2) When you open a position in C2’s model account, we allow 33:1 leverage for forex. But of course you or your autotraders can trade this at much higher leverage in your real-life account – indeed, whatever leverage you want (and your broker allows). The implication of trading with more leverage is that while on C2 you need a lot of cash to hold open a given position, in your real-life account you will need less cash.

3) When I say we allow 33:1 leverage, that implies that you need to “put up as collateral” 3% of the position you hold open. So this answers the first question: how is the “margined” amount calculated for forex positions at C2? The answer is that we automatically treat as “margined” (that is, put up as collateral and not useable to open other positions) 3% of the nominal value of the position you are holding open. Example: If you buy 10,000 EURUSD, you need to put up as collateral 3% of 10,000, or $300.

33:1 leverage is about what I was thinking. Keep in mind that your average forex account has 100:1 leverage, so if you see a "margin call" on C2 you will not get liquidated on your retail account (because you have much lower margin requirements)…thus it should not be viewed as a negative if you see a margin call on C2

Thanks for the reply. So that’s how the fx margin is calculated. What about the “Equity” figure - how is that calculated?


Steve said -"thus it should not be viewed as a negative if you see a margin call on C2"

Steve - I’ll give you some advice, since I’ve been here over 5 years as a developer. Margin calls are a bad thing if you want subscribers, even if it is just in the C2 account, but not real account. People here stay away from systems they view as reckless, and margin calls is viewed by many as a sign of recklessness.

So, you say margin calls should not be viewed as a negative, but I can tell you potential subscribers don’t share this view.

Good luck,


Please excuse my bad grammar. It should say "margin calls are…"

Do you trade FX?

Yes I do trade currencies (not Forex, but futures, since Forex with dealing desks is one big scam IMO), although I’m not sure what I personally trade in my own accounts matters.

I am only trying to help you figure out why people might shy away from from your approach. I’ve watched people here for many years, and chatted with over probably 250 registered members, so I think I know what people here like and dislike.



Then you should be aware that typical margin in the US is 100:1. Outside the US the norm is about 400:1. Here it is 33:1. I am used to trading triple the amount I trade here. I am not complaining…after all, isnt a trade that made you money still a good trade…closing by margin or stop seems the same to me. One advantage is to have the trade(s) close when you are down "x" dollars in your account, not pips.
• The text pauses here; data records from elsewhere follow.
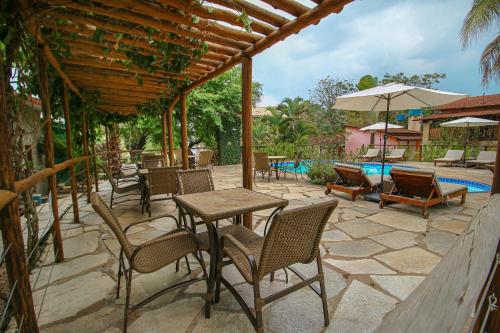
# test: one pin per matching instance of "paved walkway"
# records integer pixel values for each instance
(373, 260)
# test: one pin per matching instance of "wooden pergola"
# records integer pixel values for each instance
(207, 38)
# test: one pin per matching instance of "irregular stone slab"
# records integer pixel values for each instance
(361, 228)
(397, 239)
(334, 282)
(457, 227)
(301, 311)
(355, 248)
(351, 214)
(98, 321)
(67, 299)
(82, 244)
(221, 321)
(361, 266)
(361, 309)
(334, 236)
(175, 317)
(439, 241)
(399, 286)
(67, 268)
(410, 260)
(400, 220)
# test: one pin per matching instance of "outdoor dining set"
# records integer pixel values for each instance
(290, 236)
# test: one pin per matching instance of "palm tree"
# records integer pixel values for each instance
(483, 15)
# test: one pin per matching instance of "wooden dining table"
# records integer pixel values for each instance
(224, 204)
(276, 159)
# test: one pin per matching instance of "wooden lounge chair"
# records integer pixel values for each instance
(371, 154)
(150, 256)
(452, 156)
(396, 155)
(484, 158)
(421, 188)
(205, 159)
(261, 164)
(160, 181)
(352, 180)
(293, 237)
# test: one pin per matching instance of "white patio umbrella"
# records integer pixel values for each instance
(468, 122)
(393, 97)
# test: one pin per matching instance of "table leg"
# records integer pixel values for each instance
(214, 257)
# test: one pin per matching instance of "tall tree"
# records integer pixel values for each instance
(326, 119)
(483, 15)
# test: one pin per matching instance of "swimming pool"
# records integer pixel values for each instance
(376, 169)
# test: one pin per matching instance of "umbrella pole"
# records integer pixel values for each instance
(465, 143)
(385, 143)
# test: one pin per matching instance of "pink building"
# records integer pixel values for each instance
(356, 139)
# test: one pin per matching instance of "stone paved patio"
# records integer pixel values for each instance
(373, 260)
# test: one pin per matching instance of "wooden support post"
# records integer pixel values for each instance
(69, 151)
(94, 168)
(10, 224)
(43, 76)
(246, 123)
(164, 136)
(184, 137)
(86, 153)
(495, 188)
(108, 159)
(170, 126)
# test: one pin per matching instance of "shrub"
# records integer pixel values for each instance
(321, 171)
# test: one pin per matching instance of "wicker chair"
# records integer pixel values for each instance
(293, 237)
(149, 256)
(261, 164)
(205, 159)
(121, 187)
(160, 181)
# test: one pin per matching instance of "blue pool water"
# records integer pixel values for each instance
(376, 169)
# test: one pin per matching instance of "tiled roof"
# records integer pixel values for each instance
(471, 102)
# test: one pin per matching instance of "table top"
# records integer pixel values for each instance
(222, 204)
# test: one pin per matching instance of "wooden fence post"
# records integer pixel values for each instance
(170, 126)
(43, 69)
(86, 153)
(184, 135)
(69, 151)
(246, 111)
(10, 224)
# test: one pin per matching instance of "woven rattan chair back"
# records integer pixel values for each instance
(107, 215)
(294, 237)
(194, 181)
(261, 161)
(163, 180)
(205, 158)
(153, 163)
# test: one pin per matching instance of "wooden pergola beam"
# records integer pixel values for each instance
(254, 11)
(217, 14)
(290, 28)
(69, 152)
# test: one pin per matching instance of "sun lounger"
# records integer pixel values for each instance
(452, 156)
(352, 180)
(421, 188)
(484, 158)
(396, 155)
(371, 154)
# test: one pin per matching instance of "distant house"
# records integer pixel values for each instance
(355, 139)
(485, 106)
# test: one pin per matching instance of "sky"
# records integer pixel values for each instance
(376, 37)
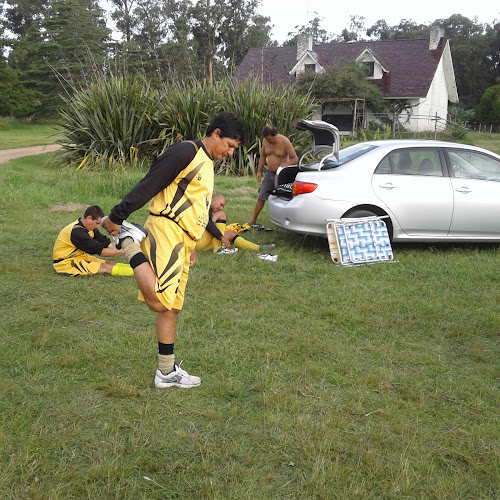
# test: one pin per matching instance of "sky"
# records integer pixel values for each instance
(286, 14)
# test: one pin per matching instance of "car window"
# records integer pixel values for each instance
(467, 164)
(416, 161)
(345, 155)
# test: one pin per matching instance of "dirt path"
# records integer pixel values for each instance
(10, 154)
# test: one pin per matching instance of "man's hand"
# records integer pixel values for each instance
(226, 243)
(112, 228)
(192, 258)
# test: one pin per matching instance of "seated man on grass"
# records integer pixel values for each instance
(79, 239)
(218, 236)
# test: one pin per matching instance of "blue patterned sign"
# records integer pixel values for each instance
(359, 241)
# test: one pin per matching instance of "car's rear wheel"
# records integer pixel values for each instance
(360, 213)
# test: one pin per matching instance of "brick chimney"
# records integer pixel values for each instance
(304, 43)
(437, 32)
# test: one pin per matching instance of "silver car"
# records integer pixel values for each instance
(429, 190)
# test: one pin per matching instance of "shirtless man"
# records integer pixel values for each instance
(278, 151)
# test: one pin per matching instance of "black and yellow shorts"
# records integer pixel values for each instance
(83, 265)
(168, 249)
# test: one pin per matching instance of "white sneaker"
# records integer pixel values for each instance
(176, 378)
(226, 251)
(130, 230)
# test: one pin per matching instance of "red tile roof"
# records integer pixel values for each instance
(410, 63)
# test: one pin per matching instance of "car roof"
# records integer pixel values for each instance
(418, 143)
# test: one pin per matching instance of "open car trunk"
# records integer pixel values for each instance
(325, 139)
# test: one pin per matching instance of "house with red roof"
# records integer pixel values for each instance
(419, 72)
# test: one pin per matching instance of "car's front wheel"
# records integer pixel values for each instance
(361, 213)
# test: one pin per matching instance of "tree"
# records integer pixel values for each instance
(221, 29)
(22, 14)
(57, 53)
(488, 109)
(122, 15)
(357, 25)
(313, 27)
(341, 82)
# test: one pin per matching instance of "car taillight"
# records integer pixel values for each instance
(303, 187)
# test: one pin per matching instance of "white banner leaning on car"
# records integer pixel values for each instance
(355, 242)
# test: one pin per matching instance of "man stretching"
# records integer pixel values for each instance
(180, 185)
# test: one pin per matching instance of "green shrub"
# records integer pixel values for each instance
(111, 123)
(122, 121)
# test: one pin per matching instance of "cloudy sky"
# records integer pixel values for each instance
(286, 14)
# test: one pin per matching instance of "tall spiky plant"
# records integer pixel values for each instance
(111, 123)
(259, 105)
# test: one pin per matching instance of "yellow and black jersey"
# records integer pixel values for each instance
(179, 184)
(74, 240)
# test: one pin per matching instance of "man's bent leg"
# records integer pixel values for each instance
(259, 205)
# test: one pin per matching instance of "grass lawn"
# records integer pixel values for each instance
(317, 381)
(20, 134)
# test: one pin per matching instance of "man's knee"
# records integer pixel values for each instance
(220, 215)
(154, 304)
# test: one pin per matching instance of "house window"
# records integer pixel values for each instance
(371, 68)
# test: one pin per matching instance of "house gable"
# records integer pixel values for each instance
(376, 69)
(405, 68)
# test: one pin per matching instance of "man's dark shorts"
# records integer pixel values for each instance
(267, 185)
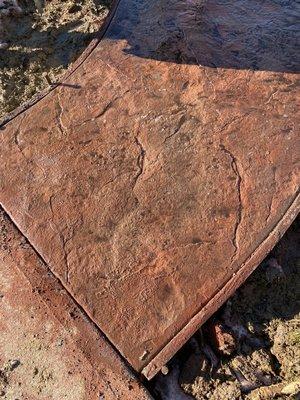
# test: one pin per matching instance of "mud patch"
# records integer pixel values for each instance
(42, 45)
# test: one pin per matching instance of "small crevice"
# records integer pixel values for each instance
(140, 160)
(60, 124)
(17, 142)
(181, 122)
(62, 239)
(234, 166)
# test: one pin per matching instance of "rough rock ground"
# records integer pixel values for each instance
(233, 388)
(42, 45)
(264, 318)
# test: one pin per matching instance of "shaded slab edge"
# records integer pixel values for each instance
(52, 302)
(70, 70)
(153, 367)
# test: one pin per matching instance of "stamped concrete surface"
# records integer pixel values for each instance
(48, 349)
(157, 176)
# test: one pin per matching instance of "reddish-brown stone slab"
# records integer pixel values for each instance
(48, 349)
(160, 174)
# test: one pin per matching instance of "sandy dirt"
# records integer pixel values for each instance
(251, 348)
(42, 45)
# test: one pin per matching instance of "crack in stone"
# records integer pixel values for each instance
(270, 207)
(17, 143)
(63, 241)
(16, 139)
(140, 160)
(61, 126)
(181, 122)
(234, 166)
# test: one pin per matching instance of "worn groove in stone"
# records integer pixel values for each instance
(148, 187)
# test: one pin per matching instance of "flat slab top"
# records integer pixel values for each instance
(161, 171)
(48, 348)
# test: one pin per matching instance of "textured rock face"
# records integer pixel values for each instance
(150, 177)
(48, 349)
Its another way to manage your risk.

Dont hate the system, hate the game.


Kevin, thanks, I appreciate your feedback. Seems like most people here are risk adverse and have experience with equities, which does not allow too much leverage. My experience has been with spot FX, which seems faster paced and uses much more leverage, which can be much more rewarding (on the flip side you can just as easily blow the account if you don’t know what you’re doing).

One thing I will disagree with you about is what you said about the retail desks. Personally, I don’t care who has the other side of my trade. If it’s not a dealing desk it’s a banker at Deutsche. Just gotta know when to hold ‘em and when to fold ‘em

Steve - you way try simply reducing your allocation - yes it will impact your returns but it will also reduce your max drawdowns to. Or and in my opinion a better approach start combining your systems with percentage allocations to each based on the results from their out of sample back tests using something like Optimal F or Kelly formula.